As a helper and healer, sleep is about as essential to wellness as anything you do in your daily life. You know sleep is good for you, but do you have trouble prioritizing it when you have so much on your to-do list?
Sleep hygiene is the process of taking care of yourself so that you are able to get a good, restful night’s sleep. Humans need at the very least 7 hours of sleep a night in order to function optimally, but many people need more than this.
What we do during the day impacts our sleep more than we often realize! Some tips:
--be active during the day, especially during daylight hours. If you have a desk job, get up and walk around, park far from your office entrance, and try to move as much as possible.
--exercise is the best way to get a good night’s sleep! Just get your exercise in at least a couple hours before bedtime if it is high intensity.
--get a daily dose of sunlight--if at all possible, in the morning. This jump-starts the brain chemicals that help stabilize your circadian rhythm. If you can’t get sunlight, try a light box, found on Amazon for less than $30. (10,000 lumens 15 min a day).
--no caffeine after 3pm, no drinking alcohol 3 hours before bedtime; both of these affect sleep quality and duration.
Your bedroom should only be used for sleep (and intimacy!). I'm strict on this one! No TV, no smartphones or tablets. If possible keep it tidy as you can--your bedroom should be considered your sanctuary.
--keep the bedroom at a cool temperature, ideally mid to low 60’s year round
--do not overload blankets or sleepwear
--use a comfortable mattress and pillows--you have my permission to splurge on this one! Seeing as we spend 1/3 of our lives asleep, it matters!
Getting ready for bed:
--no screen time 30 min at least before bed. Screens emit blue light—even Kindles and screens with low light settings-- that stimulates your brain to “think” it is daytime and will affect sleep onset and duration. Lowering the screen light or putting it on "warm" or "night" settings can reduce the blue light but does not eliminate it.
--do something physically soothing before bed: Soft music, warm bath (not hot), read books or magazines that are relaxing to you
--have a regular bedtime. If your body needs 8 hours of sleep to feel its best and you need to wake up at 6am for work, lights MUST be out at 10pm. Ideally beforehand, so that you get that full 8 hours! Make it a priority to get the sleep you need—it’s as important as eating and breathing!

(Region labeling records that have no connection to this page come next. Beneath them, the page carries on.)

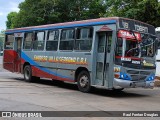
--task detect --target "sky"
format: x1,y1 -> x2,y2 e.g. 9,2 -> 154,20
0,0 -> 25,31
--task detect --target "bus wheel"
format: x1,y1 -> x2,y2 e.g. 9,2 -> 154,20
112,88 -> 124,92
24,65 -> 33,82
77,71 -> 91,92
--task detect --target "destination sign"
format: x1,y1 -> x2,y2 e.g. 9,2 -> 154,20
119,18 -> 155,35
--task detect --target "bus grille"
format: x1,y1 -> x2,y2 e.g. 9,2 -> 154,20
127,70 -> 151,81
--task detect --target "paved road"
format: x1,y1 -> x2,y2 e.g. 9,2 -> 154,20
0,56 -> 160,120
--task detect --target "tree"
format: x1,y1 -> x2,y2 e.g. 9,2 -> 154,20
6,12 -> 17,29
6,0 -> 106,27
105,0 -> 160,27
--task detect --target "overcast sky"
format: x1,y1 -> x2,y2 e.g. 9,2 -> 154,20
0,0 -> 25,31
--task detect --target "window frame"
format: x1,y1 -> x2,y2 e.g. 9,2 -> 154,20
23,31 -> 35,51
4,34 -> 15,50
45,29 -> 60,51
74,26 -> 94,52
32,30 -> 46,51
58,28 -> 76,52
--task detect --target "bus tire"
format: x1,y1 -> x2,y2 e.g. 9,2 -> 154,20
112,88 -> 124,92
77,71 -> 91,93
24,65 -> 33,82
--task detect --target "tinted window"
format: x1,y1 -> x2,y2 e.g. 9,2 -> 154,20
59,29 -> 74,50
23,33 -> 34,49
33,31 -> 45,50
5,34 -> 14,49
46,30 -> 59,51
75,28 -> 93,51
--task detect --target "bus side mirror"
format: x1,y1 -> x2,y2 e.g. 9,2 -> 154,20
155,38 -> 160,55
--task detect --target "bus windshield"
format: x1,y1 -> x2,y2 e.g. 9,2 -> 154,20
141,34 -> 156,57
116,30 -> 156,57
116,30 -> 140,57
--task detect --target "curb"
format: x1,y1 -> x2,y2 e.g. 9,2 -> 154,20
154,79 -> 160,87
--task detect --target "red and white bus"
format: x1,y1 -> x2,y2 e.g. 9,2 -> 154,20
3,17 -> 157,92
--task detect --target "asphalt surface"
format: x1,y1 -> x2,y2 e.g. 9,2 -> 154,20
0,55 -> 160,120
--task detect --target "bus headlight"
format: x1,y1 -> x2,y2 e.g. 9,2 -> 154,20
146,74 -> 155,81
114,72 -> 131,80
114,67 -> 120,72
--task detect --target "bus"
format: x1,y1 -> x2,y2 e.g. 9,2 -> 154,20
156,27 -> 160,77
3,17 -> 157,92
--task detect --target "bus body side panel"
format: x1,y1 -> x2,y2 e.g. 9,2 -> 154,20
3,50 -> 18,72
57,51 -> 92,81
21,51 -> 74,82
91,24 -> 116,88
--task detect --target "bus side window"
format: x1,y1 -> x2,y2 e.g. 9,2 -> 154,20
59,29 -> 75,50
75,28 -> 93,51
23,33 -> 34,50
46,30 -> 59,51
33,31 -> 45,50
4,34 -> 14,49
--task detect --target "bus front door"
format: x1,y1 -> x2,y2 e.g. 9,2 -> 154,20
96,32 -> 112,86
14,37 -> 23,72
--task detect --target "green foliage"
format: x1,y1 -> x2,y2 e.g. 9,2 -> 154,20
6,0 -> 160,28
7,0 -> 106,28
6,12 -> 17,29
105,0 -> 160,27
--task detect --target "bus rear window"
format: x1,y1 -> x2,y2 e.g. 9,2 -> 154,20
4,34 -> 14,49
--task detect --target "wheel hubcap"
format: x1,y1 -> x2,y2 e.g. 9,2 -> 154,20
80,75 -> 89,88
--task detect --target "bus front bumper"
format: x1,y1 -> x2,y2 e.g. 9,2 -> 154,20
113,78 -> 154,88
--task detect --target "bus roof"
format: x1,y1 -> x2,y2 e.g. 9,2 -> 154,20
5,17 -> 153,34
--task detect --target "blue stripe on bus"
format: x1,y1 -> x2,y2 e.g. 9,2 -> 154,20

If you’re having trouble going to sleep:
--Write in a journal your to-do list and any worries. Make it as complete as possible. When you close the journal, say to yourself “I’m leaving it here, I don’t need to think about these things till tomorrow.”
--Use deep breathing: count to 5 as you breathe in through your nose, and count to 10 as you exhale through your mouth. Do this at least a few times. Notice your heart beating slower with each breath.
--Place your mind on something soothing:
You’re in a forest watching a brook gurgle by.
You’re on the shore, sitting and watching the waves come in.
You are laying in the grass in a field watching the clouds float by.
--Do not stay in bed more than 20 minutes if you are tossing and turning. Get out and do something relaxing. No screen time! Read, get a warm cup of tea or milk, sit quietly in the dark, and then try again after a few minutes.
Thoughts on Napping
Brief “power naps” that are no more than 20-30 minutes can be great way to “recharge” in the middle of the day. Healthier than a caffeine pick me up! Longer naps will affect your nighttime sleep, so ideally keep those at a minimum if possible.
Our rest is essential. Without it, we won't be able to maintain our resiliency and bounce back when life throws us stress and uncertainty. When we prioritize our wellness and use sleep hygiene strategies, we are able to get our brains the nourishing rest they need to power us through our lives!